Dans la banlieue mal desservie en eau de Maputo, au Mozambique, des petits opérateurs privés (POP) indépendants fournissent un service alternatif et innovant à plus de 200 000 habitants. Fonctionnant sans autorisation, ils pourraient, à terme, intégrer le service de l’eau.


 

 

 

Un modèle technique original et très compétitif : des réservoirs modulaires sur structure métallique ou en béton armé, qui permettent des coûts d’investissement et de fonctionnement réduits.

  Crédit : Emmanuel Chaponnière, Hydroconseil

A côté des grandes compagnies et des systèmes conventionnels de distribution d’eau peuvent exister des démarches plus souples, moins coûteuses et plus adaptées à la situation des agglomérations des pays en développement. Exemple à Maputo. Dans les quartiers périphériques de la capitale du Mozambique, qui accueillent la majorité de la population, l’organisation urbaine et la couverture en services publics sont assez faibles, notamment en ce qui concerne l´eau et les transports.
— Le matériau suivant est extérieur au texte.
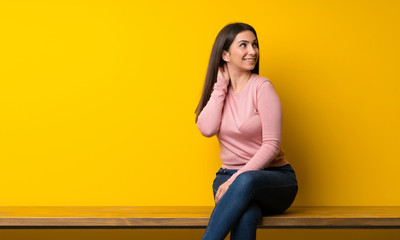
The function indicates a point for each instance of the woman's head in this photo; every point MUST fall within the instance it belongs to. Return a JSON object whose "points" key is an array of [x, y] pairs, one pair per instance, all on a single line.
{"points": [[221, 53], [224, 42]]}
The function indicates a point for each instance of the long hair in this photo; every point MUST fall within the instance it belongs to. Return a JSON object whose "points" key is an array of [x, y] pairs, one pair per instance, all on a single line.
{"points": [[222, 42]]}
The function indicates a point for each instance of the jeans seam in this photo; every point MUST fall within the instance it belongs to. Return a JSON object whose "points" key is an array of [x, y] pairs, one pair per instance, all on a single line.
{"points": [[282, 186]]}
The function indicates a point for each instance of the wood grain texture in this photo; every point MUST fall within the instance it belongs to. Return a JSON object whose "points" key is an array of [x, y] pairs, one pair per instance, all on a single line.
{"points": [[193, 217]]}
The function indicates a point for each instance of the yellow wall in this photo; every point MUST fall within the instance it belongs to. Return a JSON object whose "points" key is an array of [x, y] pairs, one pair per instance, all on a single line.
{"points": [[97, 99]]}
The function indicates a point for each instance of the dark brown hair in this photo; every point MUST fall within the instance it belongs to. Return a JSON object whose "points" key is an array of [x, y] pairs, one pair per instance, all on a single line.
{"points": [[222, 42]]}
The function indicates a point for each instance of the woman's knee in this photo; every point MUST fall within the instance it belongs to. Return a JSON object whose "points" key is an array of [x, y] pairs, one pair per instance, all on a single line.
{"points": [[245, 181]]}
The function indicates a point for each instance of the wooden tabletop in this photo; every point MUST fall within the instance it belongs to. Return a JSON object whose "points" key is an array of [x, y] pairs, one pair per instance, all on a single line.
{"points": [[192, 217]]}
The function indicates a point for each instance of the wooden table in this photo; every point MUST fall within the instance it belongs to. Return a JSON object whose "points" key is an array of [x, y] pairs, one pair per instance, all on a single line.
{"points": [[191, 217]]}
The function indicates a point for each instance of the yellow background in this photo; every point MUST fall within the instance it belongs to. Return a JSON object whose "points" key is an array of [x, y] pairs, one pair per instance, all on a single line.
{"points": [[97, 99]]}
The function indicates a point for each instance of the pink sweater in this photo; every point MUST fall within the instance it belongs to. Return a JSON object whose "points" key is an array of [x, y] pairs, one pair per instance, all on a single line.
{"points": [[248, 125]]}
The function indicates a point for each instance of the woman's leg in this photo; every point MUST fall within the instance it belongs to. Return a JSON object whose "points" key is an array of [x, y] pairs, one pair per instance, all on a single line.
{"points": [[246, 227], [246, 187]]}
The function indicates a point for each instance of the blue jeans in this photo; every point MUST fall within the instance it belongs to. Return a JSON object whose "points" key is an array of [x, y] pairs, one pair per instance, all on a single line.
{"points": [[252, 194]]}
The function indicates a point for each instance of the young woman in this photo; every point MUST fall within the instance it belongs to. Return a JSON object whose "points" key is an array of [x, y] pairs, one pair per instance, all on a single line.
{"points": [[244, 111]]}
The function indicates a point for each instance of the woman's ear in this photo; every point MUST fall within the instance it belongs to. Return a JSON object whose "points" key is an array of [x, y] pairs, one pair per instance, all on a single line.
{"points": [[225, 56]]}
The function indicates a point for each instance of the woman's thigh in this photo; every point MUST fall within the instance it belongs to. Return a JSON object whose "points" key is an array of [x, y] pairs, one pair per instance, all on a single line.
{"points": [[274, 189]]}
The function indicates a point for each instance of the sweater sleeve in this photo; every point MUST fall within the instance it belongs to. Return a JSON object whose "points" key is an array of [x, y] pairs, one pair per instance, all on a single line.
{"points": [[209, 119], [270, 111]]}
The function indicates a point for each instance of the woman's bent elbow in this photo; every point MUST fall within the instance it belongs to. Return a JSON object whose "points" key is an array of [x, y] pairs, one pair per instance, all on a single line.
{"points": [[207, 132]]}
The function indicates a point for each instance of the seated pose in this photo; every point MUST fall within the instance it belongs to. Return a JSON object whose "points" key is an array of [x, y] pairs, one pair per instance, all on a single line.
{"points": [[244, 111]]}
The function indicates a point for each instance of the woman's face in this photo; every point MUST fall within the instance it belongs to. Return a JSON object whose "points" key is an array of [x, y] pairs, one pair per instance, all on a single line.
{"points": [[243, 52]]}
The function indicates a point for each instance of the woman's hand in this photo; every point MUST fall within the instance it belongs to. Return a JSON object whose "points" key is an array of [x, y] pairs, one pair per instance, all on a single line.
{"points": [[221, 191], [223, 72]]}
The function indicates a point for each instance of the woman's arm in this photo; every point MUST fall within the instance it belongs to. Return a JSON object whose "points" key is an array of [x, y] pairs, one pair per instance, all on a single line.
{"points": [[209, 120], [270, 111]]}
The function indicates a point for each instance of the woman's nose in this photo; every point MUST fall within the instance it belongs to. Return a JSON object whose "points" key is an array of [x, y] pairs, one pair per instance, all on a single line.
{"points": [[252, 50]]}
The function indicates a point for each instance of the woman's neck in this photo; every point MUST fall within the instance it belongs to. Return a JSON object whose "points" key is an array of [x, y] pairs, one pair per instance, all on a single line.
{"points": [[239, 79]]}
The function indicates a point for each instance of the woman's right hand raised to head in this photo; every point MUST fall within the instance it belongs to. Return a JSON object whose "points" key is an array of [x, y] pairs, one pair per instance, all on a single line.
{"points": [[224, 73]]}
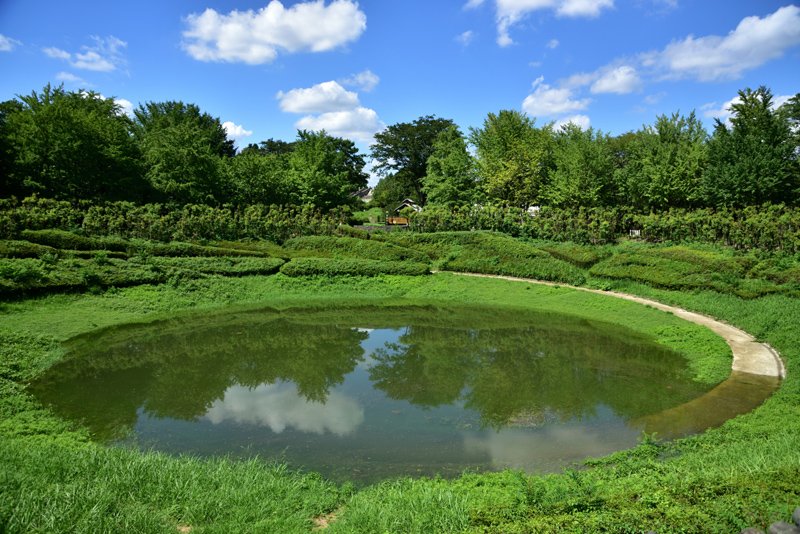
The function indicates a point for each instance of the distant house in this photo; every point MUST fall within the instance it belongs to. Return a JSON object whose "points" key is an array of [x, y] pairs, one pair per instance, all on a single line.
{"points": [[396, 218], [408, 203], [365, 195]]}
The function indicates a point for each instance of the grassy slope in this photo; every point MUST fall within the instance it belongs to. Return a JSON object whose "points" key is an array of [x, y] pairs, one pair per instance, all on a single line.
{"points": [[51, 479]]}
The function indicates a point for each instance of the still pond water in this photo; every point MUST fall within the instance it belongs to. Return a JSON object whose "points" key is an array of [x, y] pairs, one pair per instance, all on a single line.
{"points": [[369, 393]]}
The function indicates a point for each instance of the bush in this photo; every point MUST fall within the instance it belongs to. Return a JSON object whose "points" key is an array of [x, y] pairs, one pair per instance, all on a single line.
{"points": [[24, 249], [221, 266], [351, 267], [350, 247], [69, 241]]}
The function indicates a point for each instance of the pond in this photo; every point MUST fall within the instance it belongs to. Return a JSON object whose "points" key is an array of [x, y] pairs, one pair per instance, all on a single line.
{"points": [[369, 393]]}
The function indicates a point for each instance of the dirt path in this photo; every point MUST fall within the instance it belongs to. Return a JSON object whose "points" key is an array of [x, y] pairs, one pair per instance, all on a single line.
{"points": [[749, 356]]}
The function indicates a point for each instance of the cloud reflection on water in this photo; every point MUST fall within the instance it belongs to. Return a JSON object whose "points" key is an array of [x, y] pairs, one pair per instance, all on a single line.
{"points": [[279, 406]]}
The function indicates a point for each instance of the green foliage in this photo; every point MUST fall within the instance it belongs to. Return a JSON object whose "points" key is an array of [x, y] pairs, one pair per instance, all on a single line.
{"points": [[755, 160], [583, 169], [514, 158], [351, 267], [451, 179], [401, 152], [69, 145], [60, 239], [664, 164], [326, 169], [256, 178], [24, 249], [349, 247]]}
L´approvisionnement en eau de la ville est en partie assuré par un réseau dont les infrastructures sont la propriété de l´État qui en a délégué la gestion à une société de patrimoine (qui détient les infrastructures), le Fipag. L´exploitation des infrastructures est déléguée à un opérateur international, Aguas de Moçambique (AdeM) qui détient 35 % du marché de l´eau dans l´agglomération. On estime qu’environ un quart de la population s’approvisionne en eau potable à travers la revente de voisinage des abonnés d´AdeM, mais aussi à partir de connexions clandestines au réseau.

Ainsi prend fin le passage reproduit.